Even though I’m a woman who looks for signs, I sometimes ignore the ones I don’t want to see. I swept up the tiny bodies and wings, scrubbed the walls and windows with an organic cleanser, and called an exterminator who wore a full protective suit and fumigated behind the wall with toxins.
I don’t think about the bees as I sit on the beach with my feet in the Caribbean Sea. The sky hums, darkens, the wind hits my right side and trails across my body, my hair blows into my face no matter how I try to hold it back. I notice how quickly a storm enters the sky here, huge black clouds, plump like a belly, a womb not ready to release. The sea changes from teal to emerald, the waves bigger, capped in white. I don’t know it yet, but the angry man is nearby under this same sky. Rage is building in him, dark like the tur
ning clouds, sharp as a jaguar’s teeth. In a few hours the angry man will unleash his violence on me. It doesn’t occur to me to be afraid in this beautiful place, and if I sense a ripple of the angry man’s life spiraling toward me out of control, I simply accept it as part of the natural landscape, wind and wave.
MYTH. The angry man slides his hand under a waitress’s dress, feels her thick thigh, leans in to breathe her musk. She slaps him and he laughs. Earlier he sat in a room with his ex-wife and her parents, and no one spoke. At the end of the visit he smacked his wife’s ass and left. He loves the smell of a woman. He loves the smell of a woman.
Under the blackening sky, I pray the same prayer I’ve been praying for months: for an experience of love so big I’ll have to change my life to comprehend it. This is a new way of praying for me. I was raised on Catholic prayers, recited them like lists. When I was little, my favorite bedtime prayer was naming the apostles: Peter, Andrew, James, John, Philip, Bartholomew, Matthew, Thomas, James, Simon, Judas the brother of James, and Judas the Traitor. I zipped through the list every night, so proud to have come up with this prayer myself. As an adult, I drifted away from religion. I’m still not in sync with the Catholic Church, but in recent months I’ve been feeling pulled back and found a progressive church with a progressive priest I’m trying to learn from, not about ritual, but about a real relationship with love. This is new for me, too. Growing up, the nuns at school terrified me with the threat of God’s love, how it could take me out of the blue the way it had taken them. “I never thought I’d be a nun. Then one day, I got the calling. You have to be ready, girls. The calling could happen to you.” For years I added to my nightly prayers: Please God, please, please, don’t make me get the calling.

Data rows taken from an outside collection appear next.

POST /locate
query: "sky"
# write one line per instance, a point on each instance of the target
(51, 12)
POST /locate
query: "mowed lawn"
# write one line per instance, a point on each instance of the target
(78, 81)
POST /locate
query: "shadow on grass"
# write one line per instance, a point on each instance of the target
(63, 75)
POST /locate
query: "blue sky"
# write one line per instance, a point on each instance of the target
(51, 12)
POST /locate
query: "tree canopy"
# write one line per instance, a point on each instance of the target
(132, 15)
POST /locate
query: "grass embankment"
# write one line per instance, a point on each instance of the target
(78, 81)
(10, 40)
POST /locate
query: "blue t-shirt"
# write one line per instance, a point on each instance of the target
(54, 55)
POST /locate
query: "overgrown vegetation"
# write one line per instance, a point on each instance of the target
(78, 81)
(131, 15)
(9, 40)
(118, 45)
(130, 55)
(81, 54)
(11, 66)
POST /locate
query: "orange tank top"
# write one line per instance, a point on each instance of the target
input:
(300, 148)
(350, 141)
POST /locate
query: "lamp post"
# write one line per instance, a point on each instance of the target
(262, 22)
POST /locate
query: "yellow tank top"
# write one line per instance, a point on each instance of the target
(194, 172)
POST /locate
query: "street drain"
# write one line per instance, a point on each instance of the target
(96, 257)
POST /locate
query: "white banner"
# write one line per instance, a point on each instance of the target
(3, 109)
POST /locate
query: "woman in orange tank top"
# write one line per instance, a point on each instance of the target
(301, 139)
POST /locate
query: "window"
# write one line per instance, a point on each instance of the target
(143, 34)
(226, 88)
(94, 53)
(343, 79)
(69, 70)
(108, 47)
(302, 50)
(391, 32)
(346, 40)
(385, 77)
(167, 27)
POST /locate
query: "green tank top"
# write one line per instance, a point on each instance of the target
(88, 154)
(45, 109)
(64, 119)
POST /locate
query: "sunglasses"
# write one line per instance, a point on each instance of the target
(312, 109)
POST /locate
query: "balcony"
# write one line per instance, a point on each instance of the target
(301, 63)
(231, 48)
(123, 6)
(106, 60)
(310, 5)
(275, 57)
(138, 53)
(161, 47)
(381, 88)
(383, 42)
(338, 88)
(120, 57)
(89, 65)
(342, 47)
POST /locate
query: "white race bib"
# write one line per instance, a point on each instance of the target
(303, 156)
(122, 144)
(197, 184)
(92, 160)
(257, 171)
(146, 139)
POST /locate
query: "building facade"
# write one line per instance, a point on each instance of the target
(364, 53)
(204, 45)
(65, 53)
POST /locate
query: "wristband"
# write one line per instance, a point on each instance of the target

Now I pray for an experience of love so big I’ll have to change my life to comprehend it. I mean romance. I mean with the diver. I ask love to break me open the way I expect the clouds to break open and pour out rain.
Tomorrow the diver plans to take me in a boat to his private caye, a tiny island along the coral reef. I think I’ll snorkel off the edge of the sand and listen for the pirate ghosts he says haunt his island. Belize has a long history of pirates: Peter Wallace, Captain Henry Morgan, Blackbeard, and Jean Lafitte. Armed attackers still ransack tiny islands, so when the diver goes to his caye he shoots a gun at random intervals to warn away the would-be pirates. This appeals to my imagination, and I let myself build it up, wanting and not wanting to feel scared.